13. The decision of the Supreme Court to which we have made a reference above lays down the following principles:
(1) That the Rent Acts which restrict the right of a landlord to obtain possession from a tenant do not take away the right of a tenant to have a notice before being asked to quit.
(2) That the Rent Acts do not give an additional right to the landlord to obtain possession without determining the tenancy of the tenant.
(3) That a statutory protection is given when the contractual protection is lost. Incidentally the contractual protection of a tenant to be entitled to retain possession till the tenancy is determined is not in any way affected by the Rent Acts, and
(4) That the Rent Acts, not being complete Codes by themselves, cannot lead to a necessary implication that the general law is substituted by the various Rent Acts.
It may here be observed that their Lordships of the Supreme Court considered the effect of even a non-obstante clause in Manujendra v. Purnedu and at p. 1424 held that the rights of the tenant which he has under the contract cannot be taken away.
14. In the result we must hold that under the Hyderabad Rent Control Act determination of tenancy is a necessary ingredient before a landlord can take proceedings under the Rent Control Act.

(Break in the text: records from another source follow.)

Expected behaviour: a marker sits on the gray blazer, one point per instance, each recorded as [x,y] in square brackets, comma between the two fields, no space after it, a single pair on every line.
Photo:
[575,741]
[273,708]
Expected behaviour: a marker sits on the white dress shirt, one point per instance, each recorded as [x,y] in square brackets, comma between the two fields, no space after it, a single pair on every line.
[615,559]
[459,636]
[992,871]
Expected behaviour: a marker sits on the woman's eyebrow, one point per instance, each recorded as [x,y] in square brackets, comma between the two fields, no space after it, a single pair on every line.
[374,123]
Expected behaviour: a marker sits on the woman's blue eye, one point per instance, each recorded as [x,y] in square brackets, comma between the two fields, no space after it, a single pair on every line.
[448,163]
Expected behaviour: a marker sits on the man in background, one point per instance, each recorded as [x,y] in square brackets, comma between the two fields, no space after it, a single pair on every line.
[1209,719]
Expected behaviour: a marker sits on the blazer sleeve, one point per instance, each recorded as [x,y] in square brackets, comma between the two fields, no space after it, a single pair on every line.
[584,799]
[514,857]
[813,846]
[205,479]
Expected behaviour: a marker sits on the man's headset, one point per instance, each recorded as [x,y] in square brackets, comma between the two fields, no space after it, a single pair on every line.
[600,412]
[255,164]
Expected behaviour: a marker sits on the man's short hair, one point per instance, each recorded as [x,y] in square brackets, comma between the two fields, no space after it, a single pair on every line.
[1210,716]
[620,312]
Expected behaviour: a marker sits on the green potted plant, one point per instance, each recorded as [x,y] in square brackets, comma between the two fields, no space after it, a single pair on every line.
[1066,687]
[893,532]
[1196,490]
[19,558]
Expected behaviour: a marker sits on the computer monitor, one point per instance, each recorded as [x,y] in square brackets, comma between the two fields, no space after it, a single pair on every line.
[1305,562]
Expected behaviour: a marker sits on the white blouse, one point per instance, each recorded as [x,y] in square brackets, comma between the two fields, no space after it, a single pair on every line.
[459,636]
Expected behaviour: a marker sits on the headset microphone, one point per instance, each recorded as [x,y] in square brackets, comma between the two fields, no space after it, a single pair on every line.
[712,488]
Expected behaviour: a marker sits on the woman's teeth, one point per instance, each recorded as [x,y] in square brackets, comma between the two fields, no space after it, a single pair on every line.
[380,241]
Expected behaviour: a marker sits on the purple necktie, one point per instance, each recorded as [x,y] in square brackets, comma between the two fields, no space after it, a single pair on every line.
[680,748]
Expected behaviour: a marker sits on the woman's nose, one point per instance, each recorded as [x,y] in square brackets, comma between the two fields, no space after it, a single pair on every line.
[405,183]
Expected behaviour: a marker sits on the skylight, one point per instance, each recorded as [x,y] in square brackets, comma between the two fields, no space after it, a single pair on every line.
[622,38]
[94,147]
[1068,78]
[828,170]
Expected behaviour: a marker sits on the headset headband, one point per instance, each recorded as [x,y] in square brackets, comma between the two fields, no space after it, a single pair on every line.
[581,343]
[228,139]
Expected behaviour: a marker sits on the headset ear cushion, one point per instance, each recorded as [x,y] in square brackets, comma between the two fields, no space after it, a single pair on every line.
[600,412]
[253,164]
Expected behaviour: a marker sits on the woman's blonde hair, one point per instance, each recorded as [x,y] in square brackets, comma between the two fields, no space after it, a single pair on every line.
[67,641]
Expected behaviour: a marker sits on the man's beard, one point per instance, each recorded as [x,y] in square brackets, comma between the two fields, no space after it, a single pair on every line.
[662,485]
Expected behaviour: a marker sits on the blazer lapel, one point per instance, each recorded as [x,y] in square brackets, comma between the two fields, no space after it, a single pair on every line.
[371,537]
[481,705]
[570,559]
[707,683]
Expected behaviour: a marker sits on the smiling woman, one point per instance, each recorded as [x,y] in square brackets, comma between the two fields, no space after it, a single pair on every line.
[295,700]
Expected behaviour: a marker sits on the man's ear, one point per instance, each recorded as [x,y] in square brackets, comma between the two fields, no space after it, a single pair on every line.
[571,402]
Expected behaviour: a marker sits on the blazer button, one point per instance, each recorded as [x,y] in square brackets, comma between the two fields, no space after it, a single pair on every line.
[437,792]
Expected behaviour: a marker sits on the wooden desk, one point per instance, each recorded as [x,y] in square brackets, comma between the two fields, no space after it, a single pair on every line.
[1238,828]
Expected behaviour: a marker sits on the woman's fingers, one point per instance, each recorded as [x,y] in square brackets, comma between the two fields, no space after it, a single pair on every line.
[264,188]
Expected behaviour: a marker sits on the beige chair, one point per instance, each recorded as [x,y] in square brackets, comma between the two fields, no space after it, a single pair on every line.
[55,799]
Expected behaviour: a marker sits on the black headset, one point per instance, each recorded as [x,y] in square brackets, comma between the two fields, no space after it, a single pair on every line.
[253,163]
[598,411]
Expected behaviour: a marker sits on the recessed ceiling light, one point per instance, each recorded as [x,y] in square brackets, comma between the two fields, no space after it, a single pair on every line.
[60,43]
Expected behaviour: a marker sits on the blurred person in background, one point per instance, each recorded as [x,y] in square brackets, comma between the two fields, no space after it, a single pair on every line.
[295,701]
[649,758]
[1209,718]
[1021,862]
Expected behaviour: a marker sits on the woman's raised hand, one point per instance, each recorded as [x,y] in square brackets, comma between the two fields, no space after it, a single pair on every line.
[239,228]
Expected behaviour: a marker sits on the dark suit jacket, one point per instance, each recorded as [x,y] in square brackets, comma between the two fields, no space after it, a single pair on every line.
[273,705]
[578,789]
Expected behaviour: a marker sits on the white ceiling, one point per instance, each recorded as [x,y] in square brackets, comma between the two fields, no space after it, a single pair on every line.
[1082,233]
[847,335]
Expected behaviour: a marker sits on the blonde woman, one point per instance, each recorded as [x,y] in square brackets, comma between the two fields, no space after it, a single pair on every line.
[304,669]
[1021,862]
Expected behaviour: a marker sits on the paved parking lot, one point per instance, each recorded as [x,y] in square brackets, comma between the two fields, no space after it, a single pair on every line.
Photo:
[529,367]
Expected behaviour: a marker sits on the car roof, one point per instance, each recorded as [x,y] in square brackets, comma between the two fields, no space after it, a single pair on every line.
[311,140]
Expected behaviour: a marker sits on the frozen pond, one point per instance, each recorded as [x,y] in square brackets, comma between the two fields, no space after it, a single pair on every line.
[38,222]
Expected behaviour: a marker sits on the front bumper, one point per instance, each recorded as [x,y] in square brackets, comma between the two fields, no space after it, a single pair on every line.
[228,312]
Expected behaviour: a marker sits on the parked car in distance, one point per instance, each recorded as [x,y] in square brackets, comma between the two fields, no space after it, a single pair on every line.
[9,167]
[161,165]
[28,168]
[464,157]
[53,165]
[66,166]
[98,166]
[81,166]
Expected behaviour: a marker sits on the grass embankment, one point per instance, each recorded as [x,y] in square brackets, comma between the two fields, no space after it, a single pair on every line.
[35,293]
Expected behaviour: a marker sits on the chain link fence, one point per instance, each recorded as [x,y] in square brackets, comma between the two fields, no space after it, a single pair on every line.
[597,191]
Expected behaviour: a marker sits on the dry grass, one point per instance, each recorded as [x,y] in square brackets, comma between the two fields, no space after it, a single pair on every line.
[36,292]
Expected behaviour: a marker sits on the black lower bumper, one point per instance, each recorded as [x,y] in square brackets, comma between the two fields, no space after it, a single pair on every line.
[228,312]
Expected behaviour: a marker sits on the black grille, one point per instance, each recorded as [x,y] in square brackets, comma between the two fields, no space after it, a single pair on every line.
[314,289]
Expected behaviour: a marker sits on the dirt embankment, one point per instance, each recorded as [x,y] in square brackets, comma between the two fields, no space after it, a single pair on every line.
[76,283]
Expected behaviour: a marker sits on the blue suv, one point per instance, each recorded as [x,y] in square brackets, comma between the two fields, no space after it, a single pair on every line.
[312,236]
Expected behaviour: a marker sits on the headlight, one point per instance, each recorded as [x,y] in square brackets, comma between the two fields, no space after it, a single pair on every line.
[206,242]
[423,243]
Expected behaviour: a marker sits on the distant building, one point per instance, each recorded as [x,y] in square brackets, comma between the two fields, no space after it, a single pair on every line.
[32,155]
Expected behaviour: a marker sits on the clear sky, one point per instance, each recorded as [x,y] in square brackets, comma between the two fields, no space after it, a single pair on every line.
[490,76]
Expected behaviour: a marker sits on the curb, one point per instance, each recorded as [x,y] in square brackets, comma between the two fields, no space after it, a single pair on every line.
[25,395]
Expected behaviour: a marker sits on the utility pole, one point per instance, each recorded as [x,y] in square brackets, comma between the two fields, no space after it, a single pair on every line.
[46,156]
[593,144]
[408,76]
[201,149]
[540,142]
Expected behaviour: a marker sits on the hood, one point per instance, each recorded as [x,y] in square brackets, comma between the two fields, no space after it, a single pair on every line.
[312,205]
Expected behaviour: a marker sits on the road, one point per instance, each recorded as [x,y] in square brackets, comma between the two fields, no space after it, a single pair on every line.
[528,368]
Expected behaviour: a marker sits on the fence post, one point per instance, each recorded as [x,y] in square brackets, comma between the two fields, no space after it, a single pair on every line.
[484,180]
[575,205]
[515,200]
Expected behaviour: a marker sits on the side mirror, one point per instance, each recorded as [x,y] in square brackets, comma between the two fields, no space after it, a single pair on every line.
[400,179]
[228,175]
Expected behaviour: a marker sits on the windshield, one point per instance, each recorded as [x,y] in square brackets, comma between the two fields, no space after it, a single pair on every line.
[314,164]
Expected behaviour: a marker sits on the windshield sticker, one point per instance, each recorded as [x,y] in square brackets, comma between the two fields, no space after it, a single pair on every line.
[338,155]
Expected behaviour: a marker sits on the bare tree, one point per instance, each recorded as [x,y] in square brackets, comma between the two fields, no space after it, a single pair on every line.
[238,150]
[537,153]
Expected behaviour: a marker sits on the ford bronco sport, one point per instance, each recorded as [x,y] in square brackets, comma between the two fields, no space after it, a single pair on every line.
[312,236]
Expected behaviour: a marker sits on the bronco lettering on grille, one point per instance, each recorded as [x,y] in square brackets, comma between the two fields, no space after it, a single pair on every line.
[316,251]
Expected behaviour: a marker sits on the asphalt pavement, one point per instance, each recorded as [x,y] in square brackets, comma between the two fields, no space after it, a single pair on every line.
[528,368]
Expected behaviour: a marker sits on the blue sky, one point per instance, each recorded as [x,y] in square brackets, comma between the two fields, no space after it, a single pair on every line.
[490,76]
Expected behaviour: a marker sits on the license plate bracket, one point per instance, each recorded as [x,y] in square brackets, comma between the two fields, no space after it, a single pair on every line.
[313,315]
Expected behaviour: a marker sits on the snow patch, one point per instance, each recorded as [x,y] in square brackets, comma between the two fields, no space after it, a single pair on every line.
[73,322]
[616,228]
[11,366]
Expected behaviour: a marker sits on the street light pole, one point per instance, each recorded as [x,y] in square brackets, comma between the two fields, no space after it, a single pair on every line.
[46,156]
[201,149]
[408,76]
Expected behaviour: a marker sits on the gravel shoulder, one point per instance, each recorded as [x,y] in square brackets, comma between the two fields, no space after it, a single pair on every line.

15. A judgment of a single Judge of this Court in Maniram Narsingrao v. Abdul Sattar Roshansaheb (1965) Civil Revision Application No. 1739 of 1960 was also cited before us. The learned Judge has taken a view similar to the view we have taken. We have not made any reference to the reasoning adopted by the learned Judge because we have chosen to rely upon the decision of the Supreme Court in this matter.
16. The answer to the point referred to us, therefore, is that notice to determine the tenancy is necessary before possession can be obtained by a landlord under Section 15 of the Hyderabad Rent Control Act.
17. In the view that we are taking the rule in C.R.As. No. 742 of 1966 will have to be made absolute with no order as to costs throughout, and in C.R.A. No. 362 of 1967 the rule will have to be discharged with no order as to costs. We order accordingly.
18. In view of our aforesaid decision, C.R.As. 1123 of 1967, 1124 of 1967 37 of 1968, 38 of 1968 and 1098 of 1967 will have to go back before the single Judge for disposal in the light of the finding that determination of tenancy is necessary before the landlord can obtain possession of the premises from his tenant.
19. In C.R.A. No. 1098 of 1967 it was urged by Mr. Vaishnav that a contention was advanced by him that no notice to determine the tenancy is necessary as the tenancy had been terminated by efflux of time. However, that is a matter for the single Judge to decide.